Image: HBO Max/Field of View
Documentary by director Joe Hunting We met in virtual reality, the first to be fully filmed in the VRChat social game, isn’t nearly as compelling as its multi-layered subject matter. It’s filmed from a personal distance, with Hunting still in hiding but his camera absorbing the cartoonish faces like a curious, patient eye. It dwells on the details, the outside of windows, the dark leaves of trees, the locks of hair, but Hunting is too preoccupied with the surface of virtual reality to help us dig into its core.
Dreamily and rambling, Hunting follows a cast of (surprisingly homogeneous) VRChat gamers through 2020, obviously, a time particularly conducive to physical isolation and feelings of helplessness. For the cast of Hunting, the appeal of VRChat is the power it gives them.
A bespectacled stripper in the game, IsYourBoi, recounts slamming her human face against a wall while dancing in VR. While her real nose was bleeding, she finished the performance, her avatar looking as neat as ever. Hunting delivers this information without commentary or mournful orchestral swell, choosing instead to discreetly dress up his subjects’ fascination with virtual reality as Nietzsche, perhaps, categorized the Übermensch – a superhuman unattached to the binding rules of fate. The Hunt pushes us to consider how VRChat is about breaking free, pursuing life as you have imagined it, and seizing your personal power.

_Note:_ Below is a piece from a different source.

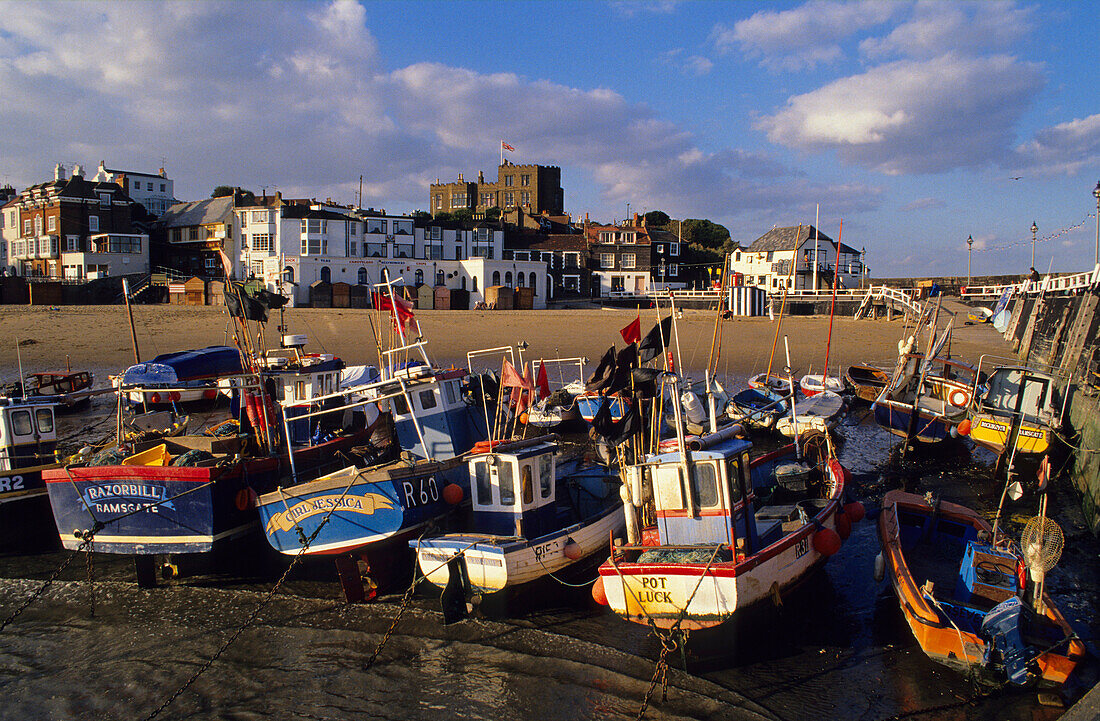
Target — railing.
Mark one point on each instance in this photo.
(1069, 283)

“You can be whoever you always wanted to be,” says Toaster, an animated boy with animal ears and tail who is in love with DustBunny, an animated girl with matching animal ears and tail. “You can, sort of, start over.”

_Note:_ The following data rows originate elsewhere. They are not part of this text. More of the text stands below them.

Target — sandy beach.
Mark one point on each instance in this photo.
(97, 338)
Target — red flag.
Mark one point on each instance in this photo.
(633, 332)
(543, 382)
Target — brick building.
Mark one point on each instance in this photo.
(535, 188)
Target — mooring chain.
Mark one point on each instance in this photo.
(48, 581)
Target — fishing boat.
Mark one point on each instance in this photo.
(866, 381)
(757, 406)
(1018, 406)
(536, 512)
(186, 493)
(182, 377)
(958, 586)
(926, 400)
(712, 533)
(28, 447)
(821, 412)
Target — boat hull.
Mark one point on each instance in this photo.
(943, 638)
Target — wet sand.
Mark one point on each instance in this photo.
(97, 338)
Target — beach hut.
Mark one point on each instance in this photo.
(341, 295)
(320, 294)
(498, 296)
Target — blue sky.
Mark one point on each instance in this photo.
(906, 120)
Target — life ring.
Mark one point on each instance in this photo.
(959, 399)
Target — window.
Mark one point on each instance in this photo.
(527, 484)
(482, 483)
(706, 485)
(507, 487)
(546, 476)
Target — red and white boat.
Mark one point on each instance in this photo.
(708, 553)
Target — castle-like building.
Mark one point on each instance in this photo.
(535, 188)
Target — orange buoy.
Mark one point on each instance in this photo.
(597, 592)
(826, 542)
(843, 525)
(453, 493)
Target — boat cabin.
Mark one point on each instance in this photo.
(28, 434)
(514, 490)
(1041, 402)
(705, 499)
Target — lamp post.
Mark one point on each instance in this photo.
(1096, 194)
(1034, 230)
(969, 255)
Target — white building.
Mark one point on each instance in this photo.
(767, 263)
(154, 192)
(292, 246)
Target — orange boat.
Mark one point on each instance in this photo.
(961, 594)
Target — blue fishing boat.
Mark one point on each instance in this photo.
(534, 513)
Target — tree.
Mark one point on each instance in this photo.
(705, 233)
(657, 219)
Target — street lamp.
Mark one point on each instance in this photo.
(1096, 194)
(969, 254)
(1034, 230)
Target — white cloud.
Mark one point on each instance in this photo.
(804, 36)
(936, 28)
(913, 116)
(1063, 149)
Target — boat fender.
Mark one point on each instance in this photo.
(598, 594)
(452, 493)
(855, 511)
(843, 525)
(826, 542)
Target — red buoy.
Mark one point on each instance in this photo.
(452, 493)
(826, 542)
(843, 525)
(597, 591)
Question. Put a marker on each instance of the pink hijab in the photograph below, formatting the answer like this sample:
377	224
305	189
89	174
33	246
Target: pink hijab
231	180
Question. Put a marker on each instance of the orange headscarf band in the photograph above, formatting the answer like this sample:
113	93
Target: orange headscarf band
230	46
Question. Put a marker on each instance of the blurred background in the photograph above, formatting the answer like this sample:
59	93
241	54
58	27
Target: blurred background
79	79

All of the cast members of We Met have different reasons for doing it again. Toaster battled anxiety and played VRChat muted for two years before meeting DustBunny. IsYourBoi dealt with the death of a family member and his own alcoholism before finding respite and even a marriage in virtual reality. In one of the film’s most poignant scenes, we see Ray_is_Deaf teaching American Sign Language in VRChatusing the game to heal from his brother’s suicide.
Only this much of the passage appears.